Originally Posted by WTM45
Originally Posted by jeffbird

You'll start shooting big deer, body weight and/or rack size, when you quit shooting small deer.


In some areas, doing that simply means "tag soup" for the hunter.
Too broad a brush.
Management varies, and has to, even within a state's regions.



Concur, but "tag soup" is not a good excuse to shoot a young buck, except for those at subsistence level. For them, whole different standard is in play and I have no qualms whatsoever.

Originally Posted by BigDave39355
Originally Posted by WTM45
Originally Posted by jeffbird

You'll start shooting big deer, body weight and/or rack size, when you quit shooting small deer.


In some areas, doing that simply means "tag soup" for the hunter.
Too broad a brush.
Management varies, and has to, even within a state's regions.



Too many deer will equal low body weight. Only so many groceries on a given amount of land. Camp I’m in saw that when we started shooting more does. Over several years avg doe weight went from 70# to 100# with some close to 120#.

We don’t shot the does during rut. But before and after rut. Game on.


The big time trophy hunting and contests take away from the fun of hunting IMO. It got to around here, the big buck contest gave away a 4-wheeler. I watch a FB page that posts deer killed across MS. No matter how big or little the buck is. Someone always has add “it’d been good one next year”.. WTF? Maybe this guy gets to hunt once in a blue moon and that’s his deer for the freezer for the year.

As with kids, i love for kids to kill deer. Any shape and size. Spikes are legal in MS for youth. Get the kids hooked. Let them be trophy hunters when they grow up. Kinda like fishing for kids. Take them bass fishing and it’ll last about five minutes. Take the bream fishing and them will have a ball.


Obviously the old saying is too subtle and whistled past the point. Restated - quit shooting young bucks. They cannot grow up to be a big deer, whether body or rack size, if they are killed when they are young.

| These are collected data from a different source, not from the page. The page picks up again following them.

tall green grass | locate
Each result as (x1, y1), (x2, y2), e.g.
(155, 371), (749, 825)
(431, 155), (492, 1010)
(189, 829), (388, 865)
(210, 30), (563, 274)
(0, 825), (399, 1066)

Yes, totally understand about limiting the population to the carrying capacity. In most scenarios, but not all, the most effective way to reduce the population is to reduce does. I've been asked to help cull does on a large property, over 10,000 acres, a few times when they were having a hard time hitting the required numbers to meet the management goals. We'd shoot and fill the back of a pickup bed with does, take them in to be cleaned, go out do it again, and again. Sounds like fun, but it turns into challenging work in a hurry. None of the meat went to waste. It was given directly to families in the area who were quite happy to have it. Same goes for pigs most of the time.

Without question, management criteria need to fit the specific locale, but rarely does that warrant shooting young bucks by which I mean fawns, one and two year olds.

As for kids having fun, the ones that hunt with me follow the same criteria as the adults on the property. They have plenty of opportunity shooting does and every pig we see. If they shoot a buck, they know they met the same standards as the grownups.

Never heard any of them complain and they seem to have lots of fun being treated like a grownup. Have heard a few grown men whining, and I'd prefer that my nephews not grow up to be those men.

My then 11 year old nephew shot his first buck, which was a mature 10 that went 148" and 220 pounds. Right place at the right time for sure, but the foundation for success was the property owner not letting people shoot the young bucks. It was a relatively small property too, just a few hundred acres of mesquite in the middle of a some big ag fields. The deer had lots to munch on at night, and spent the days in this wooded property. So even on smaller properties, letting them grow up can pay dividends.

Spikes are worthy of a thread unto themselves, but the spikes I see all are yearlings and I give them a pass.

If I need to put meat in the freezer, it is whatever fits the management goals for the property with few exceptions, such as shooting a buck with a broken leg this year.

I have hunted on two properties where they wanted any deer seen shot to bring the numbers down, but those were very unusual circumstances.

One of the better criteria put in place on one NWR where I used to hunt was the "earn a buck" rule. Hunters had to bring in a doe before they were given a buck tag. Worked pretty well at cutting numbers.